Multi-Image Flux Kontext Dev Workflows in ComfyUI

Table of Contents
1. Introduction
Flux Kontext Dev is best known for context-aware edits: repaint a T-shirt, extend a background, re-pose a figure, all without ruining the surrounding pixels. Yet real-world design briefs rarely stop at one image.
-
“Blend this fashion-model portrait with the fabric swatch.”
-
“Merge the render with this sunset photo so shadows match.”
In traditional workflows you’d pass those tasks to Photoshop for compositing, then return to the model for stylisation. But ComfyUI lets us stay inside the diffusion graph by feeding multiple reference pictures straight into Flux Kontext. This guide shows two ways to do it, explains why you’d pick one over the other, and shares the prompt tricks that keep seams and colour shifts at bay.
If you can already run Flux Kontext Dev on your GPU 🡒 you can follow along; nothing else to install.\
If you don’t have Flux Kontext installed yet, follow this guide.
Flux1 Kontext Dev Model for ComfyUI: Image Editing Made Easy
2. Why Multi-Image?
When you combine reference latents you unlock new use-cases: style transfer plus identity lock, multi-angle character turnarounds, background swaps that inherit the lighting of a location shot… The table below highlights a few examples, but the short version is: whenever two pictures tell different parts of the story, multi-image Flux will let the model “see” both simultaneously instead of guessing.
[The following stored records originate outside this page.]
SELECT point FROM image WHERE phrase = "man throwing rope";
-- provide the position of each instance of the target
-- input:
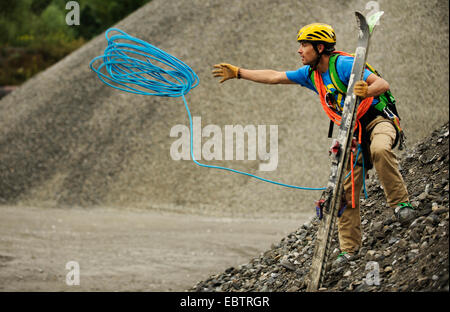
(327, 72)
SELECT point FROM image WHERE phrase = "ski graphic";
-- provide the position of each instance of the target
(340, 157)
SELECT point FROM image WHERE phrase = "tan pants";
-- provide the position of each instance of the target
(386, 164)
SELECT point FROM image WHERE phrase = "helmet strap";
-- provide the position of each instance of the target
(316, 63)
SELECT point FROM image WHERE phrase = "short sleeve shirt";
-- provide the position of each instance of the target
(343, 67)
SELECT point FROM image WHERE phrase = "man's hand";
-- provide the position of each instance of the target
(361, 89)
(227, 71)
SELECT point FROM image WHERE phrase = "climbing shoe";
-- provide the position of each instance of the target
(405, 213)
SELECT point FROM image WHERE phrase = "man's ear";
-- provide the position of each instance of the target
(321, 47)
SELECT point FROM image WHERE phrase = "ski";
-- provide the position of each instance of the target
(328, 206)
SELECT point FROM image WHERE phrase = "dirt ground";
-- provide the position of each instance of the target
(125, 250)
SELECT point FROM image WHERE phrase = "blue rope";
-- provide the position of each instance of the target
(141, 68)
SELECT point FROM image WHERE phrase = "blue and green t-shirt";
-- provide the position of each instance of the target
(343, 67)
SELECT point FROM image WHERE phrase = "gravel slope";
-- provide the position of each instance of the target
(411, 257)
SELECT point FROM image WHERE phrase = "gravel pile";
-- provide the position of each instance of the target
(408, 257)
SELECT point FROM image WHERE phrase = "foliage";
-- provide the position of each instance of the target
(34, 33)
Scenario | Single-image Limitation | Multi-image Benefit |
---|---|---|
Outfit swap | Outfit must already be present in subject photo | Subject photo + outfit flat-lay produce perfect fit |
Matte-painting | Model invents lighting for the new sky | Second photo provides authentic golden-hour hues |
Merchandise mock-up | Incorrect logos/placement | Logo PNG as second reference gets copied perfectly |
3. Requirements & Downloads Flux Kontext Dev
All files are small enough for a single coffee-shop Wi-Fi session. Place them in the usual ComfyUI folders:
Asset | Download Location | Folder |
---|---|---|
flux1-kontext-dev-Q6_K.gguf Flux Kontext Dev (GGUF) | Hugging Face | models/diffusion_models |
t5xxl_fp16.safetensors (text encoder) | Hugging Face | models/clip |
clip_l.safetensors (image encoder) | Hugging Face | models/clip |
ae.safetensors (VAE) | Hugging Face | models/vae |
Flux Kontext Multi Image Chaining.json Workflow A | Download | anywhere |
Flux Kontext Multi Image Stitch.json Workflow B | Download | anywhere |
(If you can run the FP8 model, simply swap the UNET Loader (GGUF) with the Load Diffusion Model node and keep every other setting.)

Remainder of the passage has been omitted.